My Kid’s an Honor Student at iPad University: Apple on the Rebound in Edu
In the ’80s, Apple’s share of the U.S. education market stood at 50 percent. These days, it hovers around 20 percent, thanks largely to falling PC prices and the advent of the netbook. But that’s changing, and quickly too (see chart below; click to enlarge).
With Apple (AAPL) inking multiyear Mac contracts with a number of school districts, it’s growth in edu is on the rebound. And now, with the iPad and its promise of hand-held education just a few weeks from market, Apple could be poised to see significant growth in higher ed.
Obviously, it’s impossible to predict whether the iPad will be the digital device to transform the classroom, but some analysts are enthusiastic about the possibility. Among them: Needham & Company’s Charlie Wolf. Reflecting on Apple’s performance in the U.S education market in a note to clients this morning, he suggests there may be big things ahead for the company.

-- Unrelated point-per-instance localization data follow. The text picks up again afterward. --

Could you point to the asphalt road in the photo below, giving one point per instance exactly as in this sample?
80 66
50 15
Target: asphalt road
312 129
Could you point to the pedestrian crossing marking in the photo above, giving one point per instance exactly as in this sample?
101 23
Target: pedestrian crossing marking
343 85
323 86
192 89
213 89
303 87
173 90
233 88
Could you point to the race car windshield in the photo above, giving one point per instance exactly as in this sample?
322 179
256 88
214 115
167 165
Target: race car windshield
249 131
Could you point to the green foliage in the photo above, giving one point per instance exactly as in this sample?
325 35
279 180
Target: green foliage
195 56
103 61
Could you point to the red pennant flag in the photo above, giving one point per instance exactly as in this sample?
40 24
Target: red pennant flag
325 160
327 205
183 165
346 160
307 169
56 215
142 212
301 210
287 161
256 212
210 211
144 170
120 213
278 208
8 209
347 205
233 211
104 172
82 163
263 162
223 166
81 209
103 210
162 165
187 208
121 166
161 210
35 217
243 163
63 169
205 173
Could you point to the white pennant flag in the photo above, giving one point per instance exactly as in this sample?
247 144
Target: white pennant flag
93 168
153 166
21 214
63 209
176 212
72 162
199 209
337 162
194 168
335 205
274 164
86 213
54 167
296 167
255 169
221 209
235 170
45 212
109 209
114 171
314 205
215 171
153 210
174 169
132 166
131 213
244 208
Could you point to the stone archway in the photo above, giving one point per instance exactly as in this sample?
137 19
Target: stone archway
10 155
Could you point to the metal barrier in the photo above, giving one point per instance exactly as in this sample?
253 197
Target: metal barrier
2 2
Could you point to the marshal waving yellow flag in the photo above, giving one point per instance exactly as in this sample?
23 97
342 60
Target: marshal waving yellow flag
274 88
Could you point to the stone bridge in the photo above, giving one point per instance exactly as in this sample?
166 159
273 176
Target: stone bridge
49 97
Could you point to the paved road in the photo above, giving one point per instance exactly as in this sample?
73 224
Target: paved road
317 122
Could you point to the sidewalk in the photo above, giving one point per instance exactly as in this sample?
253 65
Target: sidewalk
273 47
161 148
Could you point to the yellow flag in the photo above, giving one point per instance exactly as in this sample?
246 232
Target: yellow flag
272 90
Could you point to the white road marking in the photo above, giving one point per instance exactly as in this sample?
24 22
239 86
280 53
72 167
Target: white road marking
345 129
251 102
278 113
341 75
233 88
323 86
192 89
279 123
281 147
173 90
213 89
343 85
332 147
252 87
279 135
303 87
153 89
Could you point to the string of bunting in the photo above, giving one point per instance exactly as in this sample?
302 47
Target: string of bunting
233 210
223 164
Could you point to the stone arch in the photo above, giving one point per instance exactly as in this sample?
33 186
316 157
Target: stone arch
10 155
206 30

“The soon-to-be-introduced iPad has the potential to change the buying dynamics in both the secondary and higher education markets,” Wolf writes. “At $500 before typical education discounts, the iPad is price competitive with all the PCs schools now purchase.”
That’s not all. Wolf continues: “And the device has the potential to go much further if, as it appears certain, education content is customized for the iPad to exploit its unique multimedia capabilities. It is not difficult to imagine classrooms where the iPad takes center stage, capturing a significant percentage of the school market in the process.”

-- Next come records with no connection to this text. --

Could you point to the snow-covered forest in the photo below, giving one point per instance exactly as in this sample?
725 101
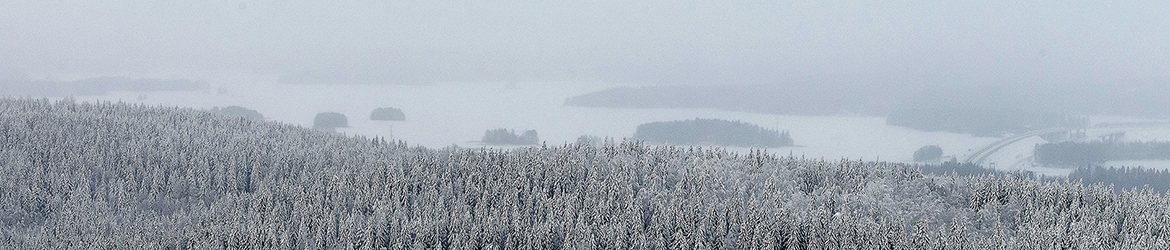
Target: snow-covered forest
132 176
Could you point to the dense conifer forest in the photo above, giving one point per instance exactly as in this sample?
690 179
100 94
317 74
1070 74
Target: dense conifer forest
130 176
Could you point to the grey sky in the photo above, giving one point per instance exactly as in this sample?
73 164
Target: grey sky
641 42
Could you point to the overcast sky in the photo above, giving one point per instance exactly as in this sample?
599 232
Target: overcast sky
638 42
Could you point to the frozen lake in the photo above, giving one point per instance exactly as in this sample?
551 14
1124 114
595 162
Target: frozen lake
458 113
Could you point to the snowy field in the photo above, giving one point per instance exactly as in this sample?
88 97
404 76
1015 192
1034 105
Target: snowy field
458 113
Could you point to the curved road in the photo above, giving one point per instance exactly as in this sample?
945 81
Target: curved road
982 154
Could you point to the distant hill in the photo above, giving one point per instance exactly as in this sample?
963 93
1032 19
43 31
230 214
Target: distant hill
713 132
115 175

Not difficult to imagine at all, though it may take some time to get there. As my colleague, Peter Kafka, reminds me, the iPad-as-textbook is likely quite a way off given that it requires buy-in from educational publishers, not to mention school boards and academia. Beyond that, there’s the need for applications that really take advantage of the portability and breadth of use that the iPad offers and to position it as a true an educational tool.
“To be successful in the secondary ed market, the iPad will need content and application developers to write applications that exploit the unique form factor and features of the iPad–content and apps that materially improve the ‘educational experience’ in the classroom,” Wolf told me in a brief email interview this morning.
“If that doesn’t happen,” Wolf added, the iPad could enjoy some success. But it would be far less than that which would occur if the iPad becomes a unique educational tool.”
Wolf believes higher ed will be easier, though. “Again it will depend on content developers–the publishers–exploiting the dynamic features of the device to enhance the educational experience,” he said. “Simply formatting text books for the iPad will be OK, but it would eliminate any chance of a hockey stick of adoption.”